Greenspan shoots down lawmaker's notion of videotaping FOMC meetings.

WASHINGTON - Federal Reserve Board Chairman Alan Greenspan has rejected the suggestion of a top banking legislator that the Federal Open Market Committee videotape the closed-door meetings it holds to set monetary policy.

In October, House Banking Committee Chairman Henry B. Gonzalez, D-Tex., called on the Fed to begin videotaping the sessions, saying the agency "must shed its traditional policy of secrecy." Gonzalez suggested a tape be made available to the public 60 days after each meeting.

But in a Dec. 24 letter to Gonzalez, Greenspan said the Fed board and the Federal Reserve Bank presidents all agree that there are serious drawbacks to releasing at any time a literal record of FOMC deliberations - through videotaping or other means such as word-for-word transcripts."
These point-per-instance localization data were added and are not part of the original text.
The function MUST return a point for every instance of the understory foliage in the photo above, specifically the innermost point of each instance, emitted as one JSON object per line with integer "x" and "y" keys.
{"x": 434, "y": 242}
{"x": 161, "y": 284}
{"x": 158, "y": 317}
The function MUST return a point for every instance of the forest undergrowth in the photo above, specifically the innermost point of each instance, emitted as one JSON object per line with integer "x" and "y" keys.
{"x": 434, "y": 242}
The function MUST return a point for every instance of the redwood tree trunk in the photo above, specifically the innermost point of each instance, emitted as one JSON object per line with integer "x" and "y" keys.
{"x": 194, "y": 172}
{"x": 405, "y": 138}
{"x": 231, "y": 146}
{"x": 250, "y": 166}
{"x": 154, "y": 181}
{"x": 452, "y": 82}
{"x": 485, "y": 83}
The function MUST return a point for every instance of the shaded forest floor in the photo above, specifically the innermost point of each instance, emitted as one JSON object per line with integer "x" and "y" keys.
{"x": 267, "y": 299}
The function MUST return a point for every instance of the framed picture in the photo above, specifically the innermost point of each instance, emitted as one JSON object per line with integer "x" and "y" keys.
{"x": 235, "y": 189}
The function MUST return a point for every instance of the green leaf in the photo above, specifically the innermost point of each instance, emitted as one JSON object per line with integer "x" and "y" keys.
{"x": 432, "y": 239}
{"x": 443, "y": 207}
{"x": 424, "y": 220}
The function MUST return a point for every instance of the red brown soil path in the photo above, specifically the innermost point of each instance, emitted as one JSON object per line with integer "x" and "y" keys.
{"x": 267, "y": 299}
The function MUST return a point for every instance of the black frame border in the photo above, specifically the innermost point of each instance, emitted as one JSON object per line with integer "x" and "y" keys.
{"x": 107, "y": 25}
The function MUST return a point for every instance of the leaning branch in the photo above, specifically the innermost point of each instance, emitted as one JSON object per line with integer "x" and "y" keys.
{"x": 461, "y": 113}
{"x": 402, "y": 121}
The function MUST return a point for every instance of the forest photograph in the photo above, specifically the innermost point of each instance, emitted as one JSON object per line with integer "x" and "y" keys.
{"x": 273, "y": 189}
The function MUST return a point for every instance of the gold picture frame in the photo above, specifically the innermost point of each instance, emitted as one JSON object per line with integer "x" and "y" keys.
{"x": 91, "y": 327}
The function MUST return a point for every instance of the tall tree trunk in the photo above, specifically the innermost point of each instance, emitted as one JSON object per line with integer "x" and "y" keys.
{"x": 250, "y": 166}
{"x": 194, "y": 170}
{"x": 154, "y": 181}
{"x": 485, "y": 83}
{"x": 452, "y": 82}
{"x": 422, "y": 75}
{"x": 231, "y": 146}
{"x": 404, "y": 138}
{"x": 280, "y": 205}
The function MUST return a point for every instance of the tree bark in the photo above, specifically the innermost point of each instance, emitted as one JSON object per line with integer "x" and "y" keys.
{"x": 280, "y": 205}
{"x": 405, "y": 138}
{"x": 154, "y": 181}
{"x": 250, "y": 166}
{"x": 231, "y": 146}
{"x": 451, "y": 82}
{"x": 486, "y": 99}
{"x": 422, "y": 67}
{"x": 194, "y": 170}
Greenspan added that the free flow of ideas would be seriously impeded if the FOMC meetings were not allowed to remain private. "Members need to feel free to trade ideas, question assumptions, advance hypotheses, make projections, speculate on alternative policies and possible outcomes, and especially to change their views in response to the arguments of others," he said.

The Fed's current practice is to release an edited version of the minutes of each FOMC meeting on the Friday after the next meeting. Because the group meets eight times a year, the minutes typically surface in public about six weeks after each meeting.

In a letter dated Dec. 29, Gonzalez said he was disappointed with Greenspan's response and said he found it impossible to believe "that the views of all seven members of the Board of Governors and the 12 regional Federal Reserve presidents are contained in the evasive answer you have sent."